The attacker managed to extract rsETH from the bridge without the underlying ETH funds actually accompanying them. The released, unbacked tokens were then deposited as collateral on Aave V3 — one of DeFi's largest lending platforms — to borrow large amounts of Wrapped Ether (WETH).

The result was dramatic: since the collateral was no longer real, Aave was left with loans that cannot be liquidated in the usual way, and WETH reserves are burdened with significant unsecured debt.

$292M
Stolen Value
18%
Share of rsETH Supply

Crisis Management Across DeFi

Kelp DAO reacted quickly and paused core contracts after the attack was discovered. According to CoinDesk, this prevented further attack rounds. The protocol team immediately initiated cooperation with LayerZero and Unichain to investigate the incident.

Aave froze its rsETH markets, as did SparkLend, Fluid, and Upshift. Solidity developer and auditor 0xQuit issued a clear warning:

"If you have WETH on Aave V3 Core, withdraw it now." — 0xQuit, Solidity Auditor

The warning was supported by Aave founder Marc Zeller, who reiterated the call for immediate withdrawal. According to CoinDesk, the attack affected infrastructure across 20 separate blockchains, underscoring the complexity of cross-chain security challenges.

LayerZero Under Pressure — Again

This is not the first time LayerZero infrastructure has been linked to serious security incidents. In September 2025, Griffin AI's $GAIN token was exploited via a flaw in LayerZero's cross-chain bridge, where attackers minted five billion fake tokens and earned around $3 million. Security firm CertiK then pointed to a critical weakness in LayerZero's peer initialization as the root cause.

LayerZero operates with what the protocol itself refers to as 'configurable trustlessness,' where applications can define their own security model via decentralized verification networks (DVNs). This model offers flexibility, but also implies that the responsibility for an attack largely rests with the application itself — not LayerZero Labs directly.

DeFi Composability as a Double-Edged Sword

The attack illustrates one of the most discussed risks in decentralized finance: composability. The fact that protocols are built on top of each other provides efficiency and innovation power, but also means that a failure in one link can spread rapidly and uncontrollably to connected systems — without natural brakes or emergency exits.

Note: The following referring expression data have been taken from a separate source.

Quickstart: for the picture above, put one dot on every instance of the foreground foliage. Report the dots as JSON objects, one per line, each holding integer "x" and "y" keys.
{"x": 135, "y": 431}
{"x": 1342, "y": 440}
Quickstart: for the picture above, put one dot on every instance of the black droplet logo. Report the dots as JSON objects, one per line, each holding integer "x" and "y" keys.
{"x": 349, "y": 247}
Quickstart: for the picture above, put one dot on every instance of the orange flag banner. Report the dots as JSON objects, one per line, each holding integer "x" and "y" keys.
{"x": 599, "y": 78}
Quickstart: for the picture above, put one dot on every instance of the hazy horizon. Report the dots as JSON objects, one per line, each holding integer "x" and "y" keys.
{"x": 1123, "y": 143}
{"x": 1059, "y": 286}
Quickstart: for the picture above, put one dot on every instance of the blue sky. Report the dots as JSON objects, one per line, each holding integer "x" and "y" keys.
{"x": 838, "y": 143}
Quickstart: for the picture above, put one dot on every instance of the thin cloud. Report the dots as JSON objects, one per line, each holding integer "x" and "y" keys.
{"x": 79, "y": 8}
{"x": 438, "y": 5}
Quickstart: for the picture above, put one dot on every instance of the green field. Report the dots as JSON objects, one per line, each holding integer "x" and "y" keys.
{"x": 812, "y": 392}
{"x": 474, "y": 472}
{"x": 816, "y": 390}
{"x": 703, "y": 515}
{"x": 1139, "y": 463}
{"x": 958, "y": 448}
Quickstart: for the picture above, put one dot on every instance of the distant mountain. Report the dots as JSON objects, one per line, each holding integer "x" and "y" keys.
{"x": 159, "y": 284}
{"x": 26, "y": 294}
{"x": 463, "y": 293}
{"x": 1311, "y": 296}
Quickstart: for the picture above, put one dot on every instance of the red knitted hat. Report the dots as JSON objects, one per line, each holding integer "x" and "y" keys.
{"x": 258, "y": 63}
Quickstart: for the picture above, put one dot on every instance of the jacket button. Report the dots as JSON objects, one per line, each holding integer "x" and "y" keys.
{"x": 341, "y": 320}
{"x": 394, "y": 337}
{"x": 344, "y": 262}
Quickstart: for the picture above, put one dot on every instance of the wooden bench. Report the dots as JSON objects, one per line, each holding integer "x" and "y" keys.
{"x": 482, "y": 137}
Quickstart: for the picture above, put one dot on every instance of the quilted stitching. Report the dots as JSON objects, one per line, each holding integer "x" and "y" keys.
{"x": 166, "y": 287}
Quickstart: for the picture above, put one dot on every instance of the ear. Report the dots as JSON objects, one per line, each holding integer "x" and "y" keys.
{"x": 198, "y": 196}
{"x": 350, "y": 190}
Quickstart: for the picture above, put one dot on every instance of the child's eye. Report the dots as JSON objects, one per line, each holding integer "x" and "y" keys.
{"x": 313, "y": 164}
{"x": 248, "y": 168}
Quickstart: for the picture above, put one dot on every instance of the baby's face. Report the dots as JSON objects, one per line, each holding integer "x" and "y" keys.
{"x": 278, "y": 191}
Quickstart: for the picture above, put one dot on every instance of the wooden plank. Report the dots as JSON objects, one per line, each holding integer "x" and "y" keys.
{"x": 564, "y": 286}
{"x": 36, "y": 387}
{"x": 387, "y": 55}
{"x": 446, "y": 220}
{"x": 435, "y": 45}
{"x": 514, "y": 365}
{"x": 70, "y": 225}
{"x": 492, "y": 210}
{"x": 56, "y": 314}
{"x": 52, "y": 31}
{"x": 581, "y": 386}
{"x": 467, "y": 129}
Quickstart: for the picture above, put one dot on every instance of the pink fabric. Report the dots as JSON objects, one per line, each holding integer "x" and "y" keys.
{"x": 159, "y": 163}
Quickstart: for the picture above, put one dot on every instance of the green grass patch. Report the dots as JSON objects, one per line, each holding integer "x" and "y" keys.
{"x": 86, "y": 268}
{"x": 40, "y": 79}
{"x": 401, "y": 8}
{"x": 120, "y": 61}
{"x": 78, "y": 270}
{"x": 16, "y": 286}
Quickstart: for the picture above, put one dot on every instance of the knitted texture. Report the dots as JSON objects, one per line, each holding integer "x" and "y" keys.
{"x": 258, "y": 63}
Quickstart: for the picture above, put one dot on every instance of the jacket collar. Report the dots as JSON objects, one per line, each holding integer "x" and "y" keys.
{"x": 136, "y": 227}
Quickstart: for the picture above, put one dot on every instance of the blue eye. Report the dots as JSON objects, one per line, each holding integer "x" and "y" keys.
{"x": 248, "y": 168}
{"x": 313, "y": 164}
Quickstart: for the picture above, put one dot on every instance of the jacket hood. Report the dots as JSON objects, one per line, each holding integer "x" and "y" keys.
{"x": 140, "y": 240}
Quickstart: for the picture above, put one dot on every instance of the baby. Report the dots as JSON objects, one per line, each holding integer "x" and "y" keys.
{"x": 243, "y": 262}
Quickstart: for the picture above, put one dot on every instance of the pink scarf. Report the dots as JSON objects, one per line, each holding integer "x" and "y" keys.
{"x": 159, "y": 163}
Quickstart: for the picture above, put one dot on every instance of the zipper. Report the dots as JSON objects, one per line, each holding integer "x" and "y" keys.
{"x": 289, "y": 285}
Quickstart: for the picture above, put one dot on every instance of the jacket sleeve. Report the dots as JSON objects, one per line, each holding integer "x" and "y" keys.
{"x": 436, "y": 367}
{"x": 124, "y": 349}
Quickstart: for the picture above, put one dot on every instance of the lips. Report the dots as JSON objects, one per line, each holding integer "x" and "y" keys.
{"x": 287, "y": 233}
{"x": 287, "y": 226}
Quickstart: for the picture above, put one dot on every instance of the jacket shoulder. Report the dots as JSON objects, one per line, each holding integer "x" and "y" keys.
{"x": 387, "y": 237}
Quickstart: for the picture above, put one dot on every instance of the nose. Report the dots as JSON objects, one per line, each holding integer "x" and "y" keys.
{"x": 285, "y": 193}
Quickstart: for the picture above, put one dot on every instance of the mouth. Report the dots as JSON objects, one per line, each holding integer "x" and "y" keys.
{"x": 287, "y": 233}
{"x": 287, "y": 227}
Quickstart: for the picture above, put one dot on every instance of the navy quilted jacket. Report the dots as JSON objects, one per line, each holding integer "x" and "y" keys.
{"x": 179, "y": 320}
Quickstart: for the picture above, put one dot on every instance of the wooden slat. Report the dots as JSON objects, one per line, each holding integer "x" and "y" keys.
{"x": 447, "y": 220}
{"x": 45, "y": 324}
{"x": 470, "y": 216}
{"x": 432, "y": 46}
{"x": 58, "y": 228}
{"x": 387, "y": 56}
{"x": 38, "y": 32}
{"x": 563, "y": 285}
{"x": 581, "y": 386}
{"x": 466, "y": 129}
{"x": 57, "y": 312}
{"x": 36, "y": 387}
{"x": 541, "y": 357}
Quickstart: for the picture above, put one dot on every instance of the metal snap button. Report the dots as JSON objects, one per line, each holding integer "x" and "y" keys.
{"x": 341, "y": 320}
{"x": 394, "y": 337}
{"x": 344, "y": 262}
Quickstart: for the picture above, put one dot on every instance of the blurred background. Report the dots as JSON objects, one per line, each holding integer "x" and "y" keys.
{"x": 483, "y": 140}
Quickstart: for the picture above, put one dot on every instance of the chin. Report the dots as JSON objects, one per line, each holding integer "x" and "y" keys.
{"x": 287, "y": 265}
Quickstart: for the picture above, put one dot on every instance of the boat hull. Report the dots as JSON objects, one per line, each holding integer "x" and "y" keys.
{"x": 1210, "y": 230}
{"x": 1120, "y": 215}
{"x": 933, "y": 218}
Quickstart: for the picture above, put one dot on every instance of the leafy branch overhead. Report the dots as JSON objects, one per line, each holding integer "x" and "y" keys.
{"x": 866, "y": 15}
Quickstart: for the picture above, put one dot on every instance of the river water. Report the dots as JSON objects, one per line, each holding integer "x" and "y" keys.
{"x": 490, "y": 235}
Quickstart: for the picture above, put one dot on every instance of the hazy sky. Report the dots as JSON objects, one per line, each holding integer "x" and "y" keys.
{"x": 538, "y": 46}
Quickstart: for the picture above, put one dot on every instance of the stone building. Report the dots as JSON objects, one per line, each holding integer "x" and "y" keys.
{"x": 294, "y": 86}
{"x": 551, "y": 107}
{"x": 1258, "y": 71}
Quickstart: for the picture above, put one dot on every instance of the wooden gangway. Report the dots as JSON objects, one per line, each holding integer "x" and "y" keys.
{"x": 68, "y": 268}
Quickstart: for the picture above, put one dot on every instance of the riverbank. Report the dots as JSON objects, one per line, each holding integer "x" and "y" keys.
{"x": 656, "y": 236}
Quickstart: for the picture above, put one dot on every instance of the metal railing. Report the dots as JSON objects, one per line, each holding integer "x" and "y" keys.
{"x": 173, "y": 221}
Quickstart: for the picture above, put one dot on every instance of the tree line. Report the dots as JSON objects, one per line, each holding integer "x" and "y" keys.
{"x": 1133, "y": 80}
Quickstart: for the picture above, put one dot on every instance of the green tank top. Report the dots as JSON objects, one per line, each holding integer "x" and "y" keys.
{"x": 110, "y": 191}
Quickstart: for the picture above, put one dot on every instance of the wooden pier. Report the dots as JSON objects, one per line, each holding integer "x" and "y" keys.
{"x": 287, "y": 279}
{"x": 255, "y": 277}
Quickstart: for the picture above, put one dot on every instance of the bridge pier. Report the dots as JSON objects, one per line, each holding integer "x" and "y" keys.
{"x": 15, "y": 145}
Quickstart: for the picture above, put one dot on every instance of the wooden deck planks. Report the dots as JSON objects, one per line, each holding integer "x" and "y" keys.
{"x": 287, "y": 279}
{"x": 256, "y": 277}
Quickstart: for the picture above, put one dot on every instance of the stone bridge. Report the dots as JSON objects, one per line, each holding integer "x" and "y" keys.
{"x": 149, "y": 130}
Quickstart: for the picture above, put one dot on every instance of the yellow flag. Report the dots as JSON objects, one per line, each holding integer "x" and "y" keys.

Research data related to this incident indicates that LRTs like rsETH are exposed to multiple layers of risk simultaneously: smart contract vulnerabilities, liquidity stress, slashing risk from EigenLayer operators, and governance vulnerability. The combination of these factors, put under pressure by a single exploit, can trigger chain reactions of the type we have now witnessed.

As the investigation is ongoing in cooperation between Kelp DAO, LayerZero, and Unichain, it is unclear at the time of publication whether any of the stolen funds can be traced or recovered.